Entelektüel eylem, bir dünya görüşü, birtakım beğeniler, belli belirsiz bir sosyal konum ile, alakasız bir ekonomik durum setinden gelir. Bunların sınırları üç aşağı beş yukarı bellidir ve evrensel küme mensubu, bu sınırlar dahilinde oynayan herkesi aynı kefeye koyar. Samimiyet yahut gerçekçilik, hakiki entelektüel meseleler gibi unsurları tartmakla uğraşmaz, gördüğüne bakar. Göründüğü kadarıyla da bu adam, beğenilmeyecek şeyleri beğenmekte, evrensel kümenin eğlence anlayışından ayrılmakta, gayet sıkıcı bir hayat sürmekteyken bir de utanmadan genel temayüllere burun kıvırmaktadır. Oysa ki evrensel küme mensubu, bir şeyi sevmiyorsa o şeyi seven ancak seviyormuş gibi yapıyordur. Basbayağı özeniyordur, öyle eğlenmesi, o eylemden zevk alması mümkün değildir. Zira evrensel kümede bu şeyler ancak mecburiyetten yapılır.

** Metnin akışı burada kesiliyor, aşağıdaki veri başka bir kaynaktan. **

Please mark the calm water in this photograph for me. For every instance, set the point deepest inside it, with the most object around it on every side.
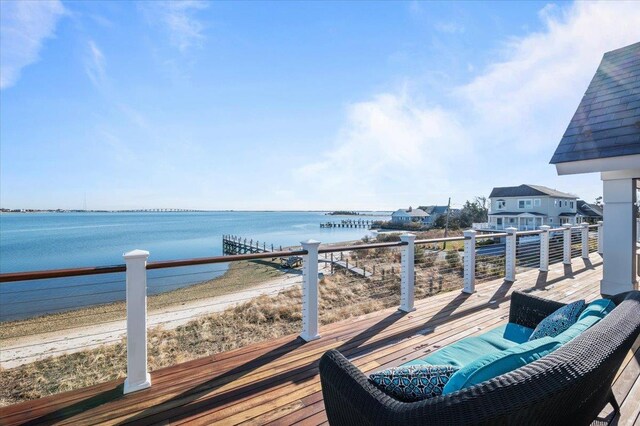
(38, 241)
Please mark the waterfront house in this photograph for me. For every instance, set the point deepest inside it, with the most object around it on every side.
(604, 137)
(276, 381)
(435, 212)
(527, 207)
(589, 213)
(404, 216)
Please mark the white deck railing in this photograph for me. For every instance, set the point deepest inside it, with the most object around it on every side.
(514, 249)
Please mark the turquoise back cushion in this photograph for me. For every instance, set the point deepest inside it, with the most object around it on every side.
(592, 314)
(469, 349)
(495, 364)
(598, 308)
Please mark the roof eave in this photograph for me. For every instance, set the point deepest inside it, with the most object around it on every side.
(608, 164)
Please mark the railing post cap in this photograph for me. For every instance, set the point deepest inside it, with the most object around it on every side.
(136, 254)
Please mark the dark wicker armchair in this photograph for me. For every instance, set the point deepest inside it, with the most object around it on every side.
(569, 386)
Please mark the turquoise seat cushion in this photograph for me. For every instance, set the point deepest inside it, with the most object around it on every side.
(467, 350)
(498, 363)
(413, 383)
(599, 308)
(558, 321)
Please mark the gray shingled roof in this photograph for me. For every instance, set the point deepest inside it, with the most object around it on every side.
(412, 212)
(527, 191)
(436, 209)
(516, 213)
(607, 121)
(589, 210)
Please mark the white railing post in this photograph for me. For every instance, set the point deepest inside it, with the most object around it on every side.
(544, 248)
(310, 291)
(407, 280)
(510, 254)
(138, 377)
(585, 239)
(566, 244)
(600, 236)
(469, 261)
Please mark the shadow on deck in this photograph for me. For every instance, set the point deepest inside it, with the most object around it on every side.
(277, 382)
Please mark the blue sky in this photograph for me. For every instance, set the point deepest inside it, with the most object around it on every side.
(291, 105)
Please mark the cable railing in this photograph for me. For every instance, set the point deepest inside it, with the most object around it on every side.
(358, 281)
(146, 315)
(528, 251)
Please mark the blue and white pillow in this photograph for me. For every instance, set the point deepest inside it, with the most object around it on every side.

Aynı mantıkla çalışan, ama tersine eylem eyleyen bir güruh daha var. Onlar da, entelektüel eylem sınırlarını biliyor ve uzaktan bu sınırlara dahil olabilecek şeyleri ayırdedebiliyorlar. O “beğeni”nin bir şablonu var mesela ellerinde, o şablona uyan her şeyi beğenme, ululama eğilimindeler. Hele anlamadıkları şeylere daha da bir bayılıyorlar. Anlamadıkları zaman, o şeyin saçma yahut algı seviyelerinin üzerinde oluşunu ayırdedemiyorlar ve anlamadıkları bu şeyi ortaya koyan dimağa garip bir saygı duyuyorlar.
Sanırsam onlara da “dantel” diyebiliriz.